Similarly devoid of context are Dr Ajurri's remarks on the consequences of Operation Defensive Shield. While he discusses its consequences for the Palestinian civil institutions, he fails to mention the reason why it was launched in the first place - two months of relentless terrorist attacks culminating in the March 27th suicide bombing in the Park Hotel, Netanya, in which 30 people were butchered while celebrating Passover.

It is in the context of such Israeli deaths that the security fence must be considered. Ignoring its manifest success in thwarting terrorist attacks, Dr Ajurri presents it as a Sharonian land-grabbing device, claiming that it will, on completion, incorporate some 25 per cent of the West Bank into Israel.
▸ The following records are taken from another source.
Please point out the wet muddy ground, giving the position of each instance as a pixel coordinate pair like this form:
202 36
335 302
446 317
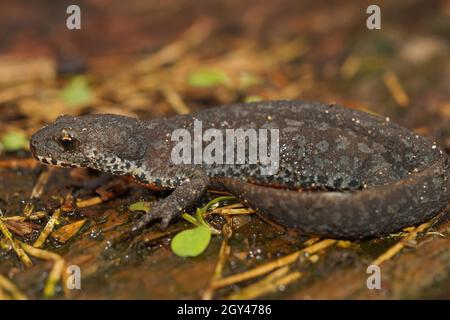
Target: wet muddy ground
156 58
In fact the project was a Barak-era idea of the Israeli left, which Sharon very reluctantly undertook as an essential defensive measure and the cabinet-approved route will at most place 5-8 per cent on the Israeli side.

This is in and around the same percentage of land which the Clinton plan recommended be annexed by Jerusalem in December 2000 as part of a final agreement, a plan Dr Ajurri himself appears to regard as the basis for peace.

It was Arafat's effective refusal to accept this same plan in January 2001, and not Sharon's election the following month, which doomed the Camp David-Taba peace process.

Finally, Dr Ajurri's statement that Israel "allows" its soldiers to shoot children in the head is nothing short of incitement. Israel does not deliberately target non-combatants of any age, unlike the Palestinian militias which spent four years seeking to maximise civilian slaughter.

The 11-year-old girl to whom Dr Ajurri refers was accidentally killed when a stray IDF bullet entered her classroom in September 2004; in contrast, the previous May Hila Hatuel was, with her mother and three sisters, shot dead in their car at point blank range by Palestinian terrorists. Therein lies the difference.